Netanyahu à Washington pour rencontrer son "véritable ami" Trump, loin des affaires

US President Donald Trump (R) speaks with Israel's Prime Minister Benjamin Netanyahu during a bilateral meeting on the sidelines of the World Economic Forum (WEF) annual meeting in Davos, eastern Switzerland, on January 25, 2018. / AFP PHOTO / Nicholas Kamm        (Photo credit should read NICHOLAS KAMM/AFP/Getty Images)
NICHOLAS KAMM via Getty Images
US President Donald Trump (R) speaks with Israel's Prime Minister Benjamin Netanyahu during a bilateral meeting on the sidelines of the World Economic Forum (WEF) annual meeting in Davos, eastern Switzerland, on January 25, 2018. / AFP PHOTO / Nicholas Kamm (Photo credit should read NICHOLAS KAMM/AFP/Getty Images)

Le Premier ministre israélien Benjamin Netanyahu rencontre lundi son "véritable ami" Donald Trump, lors d'une visite à Washington qui va l'éloigner pour quelques jours d'une politique nationale dominée par des affaires de corruption présumée et une crise gouvernementale.

M. Netanyahu a subi vendredi cinq heures d'interrogatoires de la police à propos d'un dossier compromettant qui pourrait, selon certains commentateurs, provoquer sa chute. La police a recommandé le mois dernier son inculpation pour corruption, fraudes et abus de confiances dans deux autres enquêtes.

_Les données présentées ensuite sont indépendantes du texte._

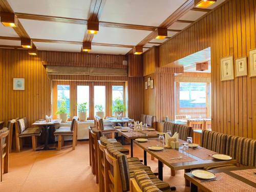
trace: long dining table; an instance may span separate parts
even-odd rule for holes
[[[217,154],[214,151],[203,147],[194,149],[189,148],[188,153],[183,153],[181,145],[185,141],[179,140],[179,149],[164,148],[159,152],[153,151],[148,149],[151,146],[158,145],[158,139],[149,139],[145,142],[134,141],[134,143],[144,150],[144,163],[147,164],[146,153],[158,160],[158,177],[163,180],[163,163],[173,170],[184,169],[185,172],[190,172],[193,168],[202,168],[208,166],[220,165],[226,164],[234,164],[237,162],[235,159],[228,161],[221,161],[215,159],[211,156]],[[186,185],[189,186],[189,182],[186,181]]]

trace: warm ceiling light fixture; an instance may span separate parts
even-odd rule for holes
[[[87,32],[90,34],[97,34],[99,31],[99,22],[88,20],[87,23]]]
[[[157,36],[156,37],[158,39],[163,39],[167,36],[167,30],[166,28],[158,28]]]
[[[20,44],[23,48],[31,49],[32,48],[31,39],[29,38],[22,38]]]
[[[91,42],[83,42],[82,44],[82,51],[89,52],[92,50],[92,43]]]
[[[195,6],[197,7],[207,8],[217,1],[217,0],[195,0]]]
[[[140,55],[143,53],[142,46],[136,46],[133,48],[133,54],[134,55]]]
[[[1,23],[5,27],[16,27],[18,20],[14,13],[6,12],[0,13]]]

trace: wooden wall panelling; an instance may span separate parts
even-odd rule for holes
[[[254,139],[256,77],[221,81],[220,59],[255,48],[255,9],[253,0],[228,1],[159,46],[160,67],[210,47],[212,129]]]

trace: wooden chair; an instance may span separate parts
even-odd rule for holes
[[[61,148],[61,146],[64,145],[63,136],[72,136],[72,148],[75,150],[76,145],[77,144],[77,119],[73,118],[71,122],[71,127],[67,127],[64,129],[63,127],[61,129],[57,129],[53,133],[54,136],[58,136],[58,151],[60,151]]]
[[[9,133],[7,127],[0,130],[0,182],[3,181],[3,174],[8,173]]]
[[[15,121],[16,151],[19,152],[23,148],[22,138],[31,137],[33,151],[36,149],[36,137],[41,135],[41,129],[28,127],[27,118],[24,117]]]

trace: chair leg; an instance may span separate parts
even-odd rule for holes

Parallèlement, M. Netanyahu est confronté à un début de crise gouvernementale qui pourrait provoquer des élections anticipées.

M. Netanyahu sera accueilli à la Maison Blanche par le président américain qui a, depuis sa prise de fonctions, adopté une politique de soutien sans faille à Israël et son gouvernement.

Les deux dirigeants s'apprécient mutuellement et utilisent les mêmes arguments populistes. Benjamin Netanyahu, imitant le président Trump, n'a cessé de dénoncer des "Fake news" (fausses nouvelles) à propos des soupçons de corruption qui pèsent sur lui.

"Ils partagent la même idéologie, l'idéologie populiste et conservatrice qui dit que les vieilles élites libérales sont contre nous", explique Gayil Talshir, professeure de Sciences politiques à l'université hébraïque de Jérusalem. "De ce point de vue, la rencontre donne un coup de pouce" à M. Netanyahu.

Lors de sa visite de quatre jours, il doit également participer mardi à la conférence annuelle de l'AIPAC (American Israel Public Affairs Committee), l'influent lobby américain pro-israélien.

Sa visite devrait être dominée par la reconnaissance par Washington de Jérusalem comme capitale d'Israël et la lutte contre l'influence de l'Iran au Proche-Orient.

Rompant avec ses prédécesseurs et passant outre les multiples mises en garde, M. Trump a annoncé le 6 décembre sa décision de reconnaître Jérusalem comme capitale de l'Etat hébreu et d'y transférer l'ambassade des Etats-Unis, actuellement à Tel-Aviv, le 14 mai afin de coïncider avec le 70e anniversaire de la création de l'Etat d'Israël.

S'exprimant à son départ dans la nuit de samedi à dimanche, Benjamin Netanyahu a fait part de son souhait d'inviter Donald Trump à y assister.

"Je veux le remercier. Je vais sans aucun doute discuter avec lui (Trump) de cette possibilité", a-t-il dit sans autre indication.

Contrer l'Iran

Le président américain a aussi gelé le versement de dizaines de millions de dollars d'aide aux Palestiniens.

Selon un sondage publié en janvier par le Pew Research Centre, une profonde cassure s'est produite entre Républicains et Démocrates à propos du soutien à Israël. 79% des Républicains éprouvent plus de sympathie pour Israël que pour les Palestiniens contre 27% pour Démocrates.